Financial assets also help people cope with transitional stages
in life. There can be no more difficult transition than moving from
being in care to fully independent adulthood.

The CTF will be available to all newborn children. Eligibility
will be triggered by the initial claim for child benefit, meaning
that children in care will have a CTF. But does the policy reflect
the needs of especially disadvantaged groups?

Children in care, with their significantly poorer life chances,
might be in the most need of an asset in their early adulthood.
They are more likely to be homeless soon after leaving care, less
likely to be employed and less likely to have educational
qualifications. However, at the same time they might not be able to
accumulate as much as other children in the CTF. This is because
there are likely to be less family and individual contributions.
Paradoxically those who need the nest egg most might actually
receive the smallest fund at 18.

So it is important to develop an adapted policy for care
leavers, which supplements and complements the CTF. Current support
for care leavers comes from three sources: income-based provision;
service delivery (such as education); and guidance from personal
advisers. A specifically tailored asset-based policy could
complement these.

Many children leave care with nothing they can call their own. A
specific trust fund would provide flexible support that would
enhance the autonomy of these young adults. This group would also
benefit particularly from the psychological benefits of asset
holding and the ability of an asset to help with the transition
into independent adult life.

An independence trust fund could be implemented in several ways.
Funds could be accumulated though the strategic issuing of lump
sums or endowments at certain ages, through ongoing payments into
accounts or through a hybrid of the two. Weekly payments could be
linked to child benefit, which is currently not received by
children in foster care or local authority homes.

The advantage of lump sums is that support could be targeted
better at those making the transition into independent adulthood.
Their disadvantage is that it would not ensure an engagement in the
accumulation of the fund. Weekly payments would not present this
problem, but they might not target those in the most need, as they
effectively equate length of time spent in care with need.

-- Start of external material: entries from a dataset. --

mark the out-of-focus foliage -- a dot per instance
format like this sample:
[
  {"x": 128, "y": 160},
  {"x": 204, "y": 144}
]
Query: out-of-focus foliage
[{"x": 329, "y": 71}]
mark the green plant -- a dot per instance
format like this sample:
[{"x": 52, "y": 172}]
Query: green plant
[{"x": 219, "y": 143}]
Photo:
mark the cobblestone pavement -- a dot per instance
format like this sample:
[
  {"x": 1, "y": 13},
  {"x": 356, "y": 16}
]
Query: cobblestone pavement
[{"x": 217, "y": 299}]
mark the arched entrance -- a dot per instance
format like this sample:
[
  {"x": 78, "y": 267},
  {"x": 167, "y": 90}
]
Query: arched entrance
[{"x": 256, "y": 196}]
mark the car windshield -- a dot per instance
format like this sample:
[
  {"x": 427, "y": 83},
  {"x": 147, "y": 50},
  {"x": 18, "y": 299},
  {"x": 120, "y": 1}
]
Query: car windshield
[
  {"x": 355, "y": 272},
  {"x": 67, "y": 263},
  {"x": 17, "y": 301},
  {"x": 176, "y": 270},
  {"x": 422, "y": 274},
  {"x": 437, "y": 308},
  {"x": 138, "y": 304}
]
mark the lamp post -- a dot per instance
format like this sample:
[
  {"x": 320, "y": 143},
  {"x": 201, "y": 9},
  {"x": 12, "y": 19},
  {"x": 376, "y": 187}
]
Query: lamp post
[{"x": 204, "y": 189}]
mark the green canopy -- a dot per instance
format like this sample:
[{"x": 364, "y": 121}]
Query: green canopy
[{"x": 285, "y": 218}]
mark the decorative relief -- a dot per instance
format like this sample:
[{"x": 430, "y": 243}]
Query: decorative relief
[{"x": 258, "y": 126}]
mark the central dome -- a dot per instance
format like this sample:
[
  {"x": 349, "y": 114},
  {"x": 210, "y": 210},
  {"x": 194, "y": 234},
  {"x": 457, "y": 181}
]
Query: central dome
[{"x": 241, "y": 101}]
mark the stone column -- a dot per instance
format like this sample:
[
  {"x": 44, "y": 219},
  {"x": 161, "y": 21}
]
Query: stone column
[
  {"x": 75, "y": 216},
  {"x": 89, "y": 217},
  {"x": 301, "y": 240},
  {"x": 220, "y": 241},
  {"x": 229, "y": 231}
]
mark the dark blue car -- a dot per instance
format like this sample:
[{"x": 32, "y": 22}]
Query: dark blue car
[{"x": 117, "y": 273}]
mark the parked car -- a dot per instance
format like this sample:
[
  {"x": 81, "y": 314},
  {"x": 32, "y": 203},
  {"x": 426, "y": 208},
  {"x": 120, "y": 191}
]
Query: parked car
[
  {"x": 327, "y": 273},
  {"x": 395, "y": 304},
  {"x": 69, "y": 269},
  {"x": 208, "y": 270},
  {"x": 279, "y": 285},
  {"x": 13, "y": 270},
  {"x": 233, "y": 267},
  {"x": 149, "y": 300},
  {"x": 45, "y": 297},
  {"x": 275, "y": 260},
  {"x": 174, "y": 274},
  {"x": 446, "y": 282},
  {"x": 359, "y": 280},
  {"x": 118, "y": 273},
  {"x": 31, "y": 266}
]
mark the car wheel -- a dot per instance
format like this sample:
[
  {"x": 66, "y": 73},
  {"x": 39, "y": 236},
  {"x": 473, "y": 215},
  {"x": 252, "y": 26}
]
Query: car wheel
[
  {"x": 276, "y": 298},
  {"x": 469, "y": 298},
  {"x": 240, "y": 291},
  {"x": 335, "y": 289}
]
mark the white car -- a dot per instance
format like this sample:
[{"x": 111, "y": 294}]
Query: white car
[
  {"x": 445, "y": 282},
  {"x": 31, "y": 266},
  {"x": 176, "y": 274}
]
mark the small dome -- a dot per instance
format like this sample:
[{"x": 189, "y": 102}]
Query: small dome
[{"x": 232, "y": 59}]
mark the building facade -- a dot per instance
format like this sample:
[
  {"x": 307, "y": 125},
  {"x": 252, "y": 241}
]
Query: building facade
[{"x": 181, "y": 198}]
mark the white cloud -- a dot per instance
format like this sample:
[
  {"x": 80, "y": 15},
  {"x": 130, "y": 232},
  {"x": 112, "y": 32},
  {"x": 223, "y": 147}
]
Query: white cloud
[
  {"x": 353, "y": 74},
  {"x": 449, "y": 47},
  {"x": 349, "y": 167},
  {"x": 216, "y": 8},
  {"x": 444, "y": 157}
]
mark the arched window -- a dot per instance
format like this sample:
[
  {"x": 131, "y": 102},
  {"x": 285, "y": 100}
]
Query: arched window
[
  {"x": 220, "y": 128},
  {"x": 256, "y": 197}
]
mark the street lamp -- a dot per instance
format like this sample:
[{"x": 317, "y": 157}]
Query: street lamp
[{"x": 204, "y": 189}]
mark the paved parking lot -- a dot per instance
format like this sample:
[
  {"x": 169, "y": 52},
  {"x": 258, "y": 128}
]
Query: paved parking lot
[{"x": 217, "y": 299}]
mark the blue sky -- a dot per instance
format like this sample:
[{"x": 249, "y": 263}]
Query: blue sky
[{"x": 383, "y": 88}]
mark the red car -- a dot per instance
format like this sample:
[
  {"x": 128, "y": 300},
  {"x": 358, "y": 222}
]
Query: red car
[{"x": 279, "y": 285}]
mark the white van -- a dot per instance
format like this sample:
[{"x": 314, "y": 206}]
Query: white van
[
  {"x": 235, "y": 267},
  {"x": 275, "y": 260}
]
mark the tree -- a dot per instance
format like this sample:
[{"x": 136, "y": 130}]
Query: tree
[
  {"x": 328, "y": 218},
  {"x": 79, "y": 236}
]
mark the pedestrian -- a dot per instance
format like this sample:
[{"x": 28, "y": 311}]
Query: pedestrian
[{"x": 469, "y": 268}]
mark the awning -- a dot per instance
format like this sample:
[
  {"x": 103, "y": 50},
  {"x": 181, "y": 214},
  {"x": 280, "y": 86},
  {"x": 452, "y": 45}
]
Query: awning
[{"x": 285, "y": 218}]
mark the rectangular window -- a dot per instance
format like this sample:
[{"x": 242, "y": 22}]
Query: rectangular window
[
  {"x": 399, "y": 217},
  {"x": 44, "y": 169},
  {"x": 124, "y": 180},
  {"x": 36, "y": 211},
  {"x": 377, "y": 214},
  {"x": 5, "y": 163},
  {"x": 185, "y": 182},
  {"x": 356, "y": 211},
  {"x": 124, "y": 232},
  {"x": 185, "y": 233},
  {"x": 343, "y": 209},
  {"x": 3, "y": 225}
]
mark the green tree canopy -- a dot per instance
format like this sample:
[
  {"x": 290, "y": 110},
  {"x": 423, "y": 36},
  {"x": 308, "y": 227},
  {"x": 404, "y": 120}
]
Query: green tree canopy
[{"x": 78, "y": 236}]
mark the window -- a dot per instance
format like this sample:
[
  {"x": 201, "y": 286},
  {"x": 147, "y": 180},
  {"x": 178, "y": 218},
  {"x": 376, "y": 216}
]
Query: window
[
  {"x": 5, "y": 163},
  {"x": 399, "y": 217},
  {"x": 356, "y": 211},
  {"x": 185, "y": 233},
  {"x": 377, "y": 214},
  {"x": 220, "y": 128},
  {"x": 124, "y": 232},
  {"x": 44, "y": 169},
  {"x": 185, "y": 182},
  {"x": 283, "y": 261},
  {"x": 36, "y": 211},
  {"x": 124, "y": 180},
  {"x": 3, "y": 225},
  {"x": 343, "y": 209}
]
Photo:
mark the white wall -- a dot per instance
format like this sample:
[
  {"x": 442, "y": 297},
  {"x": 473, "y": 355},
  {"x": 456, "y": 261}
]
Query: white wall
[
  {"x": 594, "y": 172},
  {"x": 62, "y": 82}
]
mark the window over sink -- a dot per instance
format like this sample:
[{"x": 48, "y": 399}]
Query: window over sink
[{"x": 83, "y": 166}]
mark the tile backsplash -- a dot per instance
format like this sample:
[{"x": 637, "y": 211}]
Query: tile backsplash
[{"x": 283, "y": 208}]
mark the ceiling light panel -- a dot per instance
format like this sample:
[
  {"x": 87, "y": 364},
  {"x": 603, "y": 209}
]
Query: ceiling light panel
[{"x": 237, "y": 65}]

Irrespective of the method used, there are other important
policy questions. Although care leavers would remain eligible for
the basic CTF on the same terms as their contemporaries – that is
they would have access to it at 18 and there would be no
restrictions on spending – a specifically tailored care leavers
trust fund could be different. The most appropriate age of access
to the fund could be older and some form of control over
expenditure could be introduced. These are important questions,
requiring further research and thought.

The advantages of this policy seem clear. A fund that
complements existing support and is additional to the CTF would be
a powerful tool in enhancing the opportunities of some of society’s
most disadvantaged people.

As the corporate guardian of children in care, the state has a
duty to provide what should be expected from a reasonable parent.
Providing a financial asset would represent a fuller and more
enabling interpretation of the rights of young care leavers, and
would play an important part in improving their life chances.